The reason I am so sure of this is that I had occasion to spruce
up an excerpt from my first novel, This is the Place. Connie
Gotsch, host of a literary program on KSJE, a radio station in the
four corners that includes Connie's "Write On!" that caters
to readers, asked me to read from both my books. It reminded me
of the days when the whole world tuned in to drama, a la "The Haunting
Hour" and "Fibber McGee and Molly." I decided the chapter should
be trimmed so it would entertain in the same way that these programs
had in the Golden Age of Radio.
I had just read Writing Dialogue and was surprised at how many changes I made in my already-published dialogue
as I was trimming the excerpt. Before reading Chiarella's book, I was convinced that it wouldn’t teach me much. I’ve
studied long and hard -done my homework. That turned out to be hubris. The changes I made were subtle, to be sure, but
I tweaked in ways that would not have been possible without Chiarella’s insight.

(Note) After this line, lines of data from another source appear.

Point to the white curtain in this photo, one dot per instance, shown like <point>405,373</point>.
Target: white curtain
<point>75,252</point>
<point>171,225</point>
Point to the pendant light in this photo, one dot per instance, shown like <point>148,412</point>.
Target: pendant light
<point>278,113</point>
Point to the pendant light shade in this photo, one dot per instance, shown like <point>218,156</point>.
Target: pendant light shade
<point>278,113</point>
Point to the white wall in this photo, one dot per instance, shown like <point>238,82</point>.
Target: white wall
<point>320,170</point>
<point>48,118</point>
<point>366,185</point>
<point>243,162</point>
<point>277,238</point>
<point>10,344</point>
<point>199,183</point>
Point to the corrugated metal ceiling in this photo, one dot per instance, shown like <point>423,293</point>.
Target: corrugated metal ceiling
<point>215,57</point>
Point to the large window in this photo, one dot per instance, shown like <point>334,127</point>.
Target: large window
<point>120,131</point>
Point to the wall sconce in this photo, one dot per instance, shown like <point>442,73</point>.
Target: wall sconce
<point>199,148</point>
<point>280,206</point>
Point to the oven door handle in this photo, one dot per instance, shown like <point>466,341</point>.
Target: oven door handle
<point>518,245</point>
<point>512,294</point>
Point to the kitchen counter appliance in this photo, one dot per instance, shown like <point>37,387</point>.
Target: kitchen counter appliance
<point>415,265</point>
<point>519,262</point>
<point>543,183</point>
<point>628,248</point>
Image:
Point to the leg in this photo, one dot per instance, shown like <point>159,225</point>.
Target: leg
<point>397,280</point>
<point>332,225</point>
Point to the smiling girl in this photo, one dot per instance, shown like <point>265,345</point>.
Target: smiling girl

Since that experience, I have made Writing Dialogue a staple on the reading lists I hand out to the students
in my classes at UCLA, for Chiarella covers everything from grammar and the punctuation of dialogue to listening. He is
most valuable when he dissects dialogue and paints pictures of whole new ways to hear it before one begins to write it.
He even includes tips like having characters interrupt themselves, back up and repeat, and suggests ways this can be
used to better characterization.
Writers should not borrow this book from the library. It will be better read, dog-tagged, underlined, and sitting
on their desks where they can reach for a kind of writing-massage on a moment’s notice.